Maybe you could look into that. It wouldn't be easy, but I think letting SQL Server optimize your queries the way it was designed is a better way of doing it instead of forcing it with dynamic SQL.
Just my two cents. Hope this helps. At the very least, I hope it gave you some ideas.
5 years later: option(recompile).
The planner needs to have access to the constants to eliminate the table entirely from the query plan. With a variable, without a forced recompile, a generic plan is used. (Related: parameter sniffing.)
While this means the query plan is larger as it has to include all tables, it does not mean that all tables are actually scanned: look at the IO stats, as table scan elimination occurs even if such shows in the query plan.
The 'Number Of Executions' in the query plan will be 0 when the tables are not scanned: unfortunately, these branches are still reported as a non-zero percentage cost "Table Scan" node in the query plan & UI, which will appear high proportionally if the query is trivially fast. The displayed percentage cost of these extra "Table Scan" nodes approaches zero as the amount of data returned from the actually used base tables increases.
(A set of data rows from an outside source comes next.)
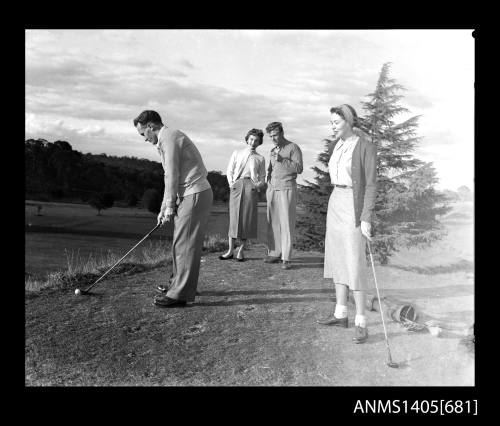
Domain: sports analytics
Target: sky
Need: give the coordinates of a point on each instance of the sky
(87, 86)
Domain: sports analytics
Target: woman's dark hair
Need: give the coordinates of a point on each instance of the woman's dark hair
(338, 111)
(147, 116)
(274, 125)
(255, 132)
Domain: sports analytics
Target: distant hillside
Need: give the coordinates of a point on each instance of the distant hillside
(54, 172)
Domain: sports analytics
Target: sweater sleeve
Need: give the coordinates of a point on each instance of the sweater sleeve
(230, 168)
(370, 169)
(171, 159)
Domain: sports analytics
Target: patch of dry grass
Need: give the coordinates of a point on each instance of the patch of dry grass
(78, 269)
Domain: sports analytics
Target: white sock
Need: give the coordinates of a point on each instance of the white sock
(360, 320)
(340, 311)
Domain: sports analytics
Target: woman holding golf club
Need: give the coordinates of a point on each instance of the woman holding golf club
(353, 174)
(246, 174)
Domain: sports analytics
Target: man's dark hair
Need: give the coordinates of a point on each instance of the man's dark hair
(147, 116)
(273, 126)
(338, 111)
(255, 132)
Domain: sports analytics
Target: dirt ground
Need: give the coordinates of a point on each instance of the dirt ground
(252, 324)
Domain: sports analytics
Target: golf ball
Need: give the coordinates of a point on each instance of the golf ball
(435, 331)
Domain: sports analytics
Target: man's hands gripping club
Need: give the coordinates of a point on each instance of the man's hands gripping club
(166, 215)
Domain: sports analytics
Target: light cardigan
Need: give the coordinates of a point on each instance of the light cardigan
(340, 162)
(254, 168)
(185, 173)
(364, 177)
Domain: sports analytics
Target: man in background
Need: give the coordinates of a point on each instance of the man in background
(284, 166)
(187, 202)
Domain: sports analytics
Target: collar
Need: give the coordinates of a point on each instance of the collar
(161, 132)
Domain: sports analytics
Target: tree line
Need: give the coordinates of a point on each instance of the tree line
(54, 171)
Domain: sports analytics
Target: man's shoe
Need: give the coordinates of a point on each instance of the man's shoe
(360, 334)
(168, 302)
(333, 320)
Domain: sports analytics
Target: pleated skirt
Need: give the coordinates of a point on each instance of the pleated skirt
(243, 200)
(345, 259)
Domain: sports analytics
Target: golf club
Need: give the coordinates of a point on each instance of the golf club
(390, 363)
(77, 291)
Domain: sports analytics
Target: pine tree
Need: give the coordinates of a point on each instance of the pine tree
(407, 206)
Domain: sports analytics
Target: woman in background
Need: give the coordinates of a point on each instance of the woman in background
(353, 174)
(246, 175)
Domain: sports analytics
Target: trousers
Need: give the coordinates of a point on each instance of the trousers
(190, 225)
(281, 217)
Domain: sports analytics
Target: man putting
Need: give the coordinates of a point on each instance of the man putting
(187, 202)
(284, 166)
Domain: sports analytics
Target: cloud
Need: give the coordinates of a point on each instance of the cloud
(186, 63)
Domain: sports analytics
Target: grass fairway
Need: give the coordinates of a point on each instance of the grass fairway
(74, 231)
(254, 324)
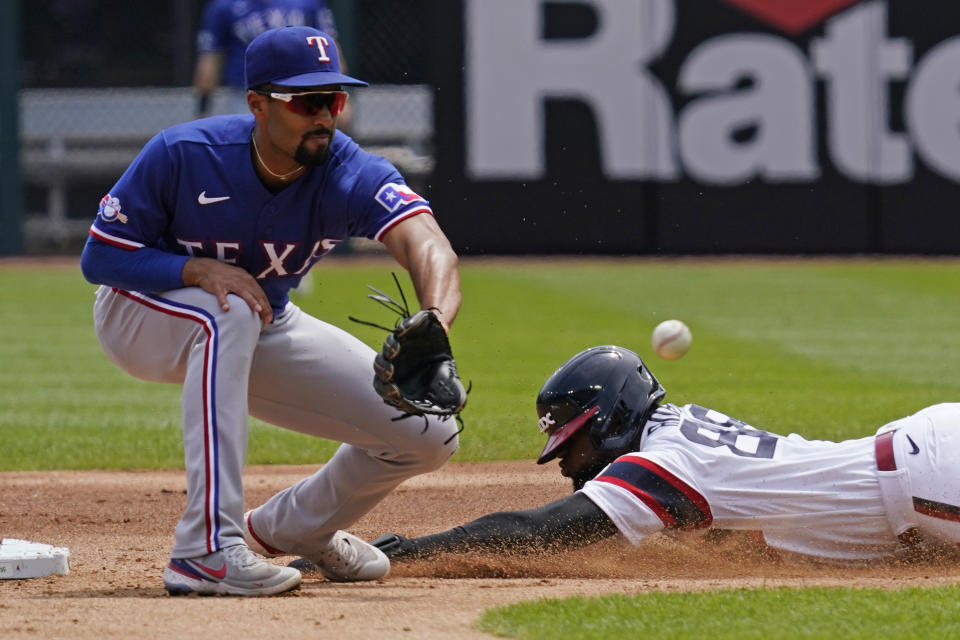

This same optimization/elimination occurs when the view is not a Partitioned View (eg. base tables are missing partition column in PK), yet the underlying tables have a suitable Check Constraint on the filtered column. It also occurs when the view selects a constant value to establish the partition that is not otherwise stored in the table. With a constant in the query or recompiled plan the tables will be eliminated entirely. With a variable the tables will still not actually be scanned and thus eliminated logically during query execution.
The use of a proper Partitioned View is only really beneficial to allow a direct Insert & Update, with the major caveat that it requires the partition column to be in each table's PK and disallows the use of an identity column (making a Partitioned View largely useless IMOHO). SQL Server handles the optimizations very similarly for other quasi-Partitioned View cases.
(This is on SQL Server 2014; earlier versions might not have optimized the different patterns as efficiently.)